Later in the debate, Gephardt lashed out at Dean for saying in 1993 that Medicare was “one of the worst federal programs ever.” (Dean has said Medicare is one of the worst-administered federal programs.)

“At our darkest hour, when I was leading the fight against (former House Speaker) Newt Gingrich ... Howard, you were agreeing with the very plan which Newt Gingrich wanted to pass, which was a $270 billion cut in Medicare. You’ve been saying for many months you’re the head of the Democratic wing of the Democratic Party, I think you’re just winging it.”

An angry Dean fumed, “ Nobody up here (on stage) deserves to be compared with Newt Gingrich. ... I’ve done more for health insurance in this country, Dick Gephardt, frankly than you ever have.”

A visibly pleased Gephardt campaign chief of staff Steve Elmendorf said after the debate that Dean “keeps trying to fuzz it up with Gingrich. The issue isn’t Gingrich. The issue is he supported the Republican $270 billion cut in Medicare.”
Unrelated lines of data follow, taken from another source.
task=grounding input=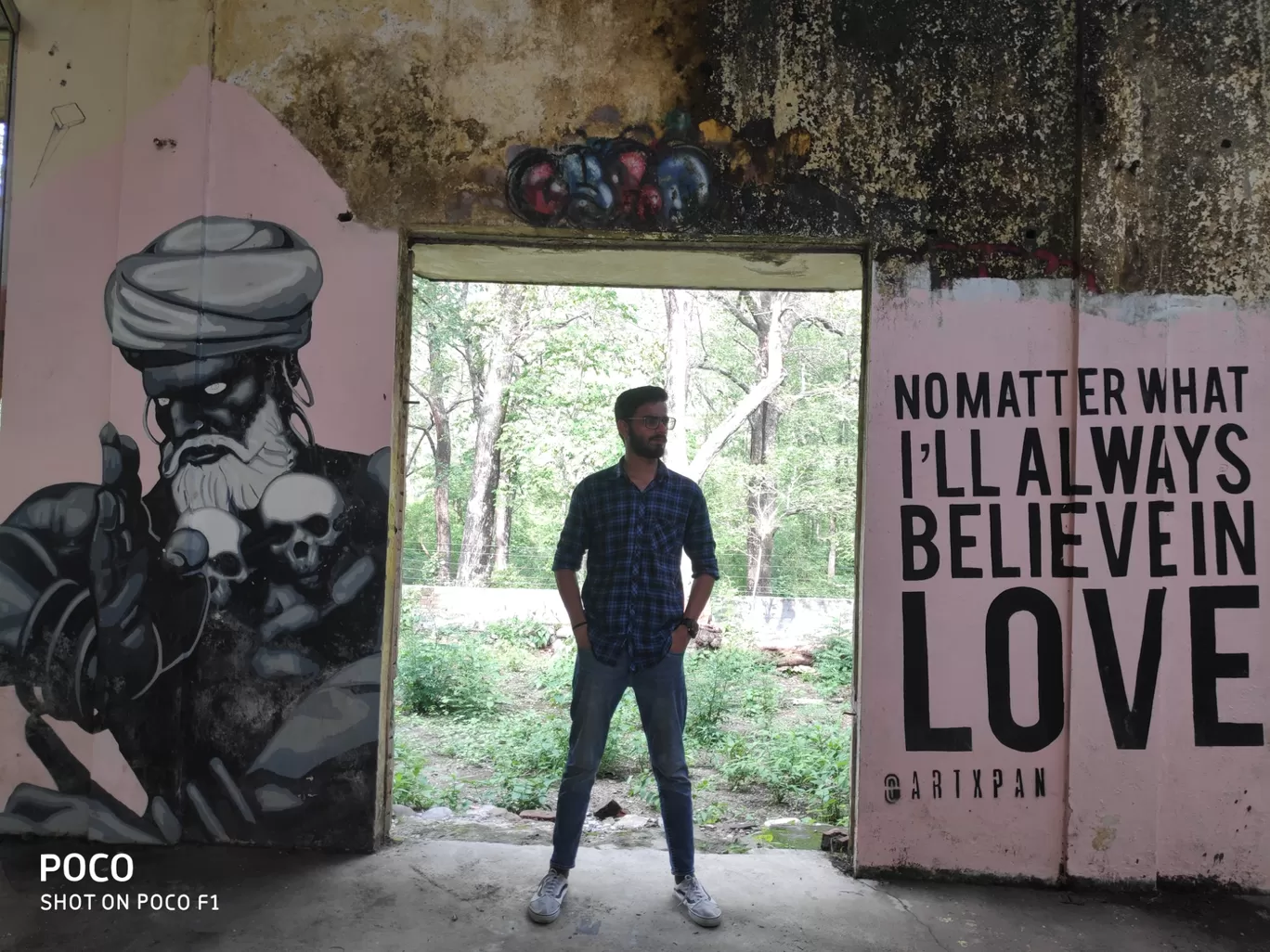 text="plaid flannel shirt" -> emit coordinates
[551,459,719,670]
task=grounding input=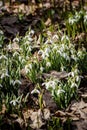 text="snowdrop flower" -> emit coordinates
[24,65,30,74]
[56,89,65,95]
[31,88,40,94]
[84,14,87,25]
[45,48,51,54]
[71,55,78,61]
[13,37,19,43]
[28,46,32,52]
[29,30,35,36]
[75,12,81,21]
[45,81,57,89]
[76,76,80,82]
[0,84,3,88]
[13,51,19,57]
[0,30,4,35]
[52,35,59,42]
[13,80,21,86]
[71,83,78,88]
[44,39,53,44]
[24,35,33,42]
[40,67,44,72]
[0,55,8,60]
[24,40,30,46]
[61,35,69,41]
[28,37,33,42]
[10,100,18,106]
[28,64,32,69]
[7,44,12,50]
[69,18,76,25]
[70,71,75,77]
[38,50,43,55]
[1,72,10,79]
[46,62,51,67]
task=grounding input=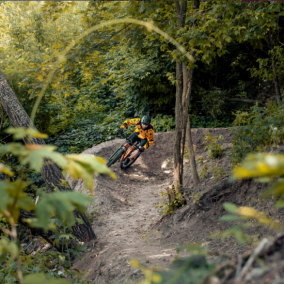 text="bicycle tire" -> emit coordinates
[120,155,140,170]
[106,149,124,167]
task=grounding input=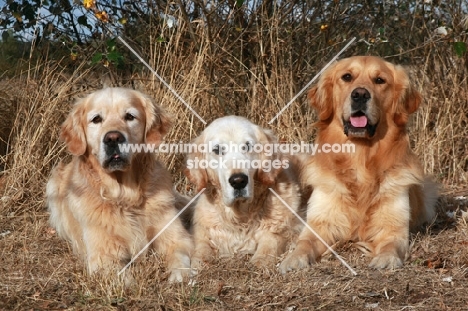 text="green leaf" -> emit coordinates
[107,39,116,52]
[91,53,102,65]
[453,42,466,57]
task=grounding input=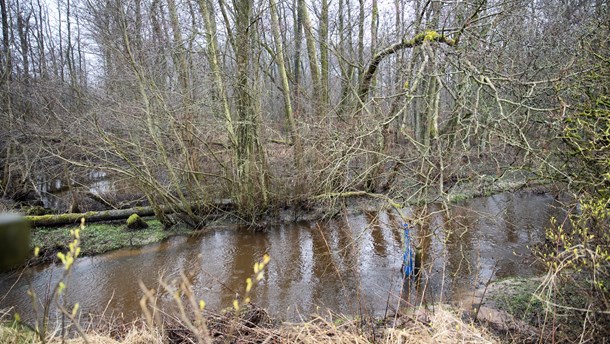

Dean’s current position is clear: He said last week in New Hampshire he flatly opposed one way of cutting the program’s growth rate, means-testing, requiring wealthier people to pay more for their coverage under the program. With means-testing Dean said, “you will save a few dollars, … but unfortunately you will then label Medicare a poor person’s program” and make it “vulnerable to every right-wing crackpot.”

But the Gephardt strategy is to suggest that Dean was once — and perhaps still is — an ally of the man Democrats saw as the ultimate “right-wing crackpot,” Newt Gingrich.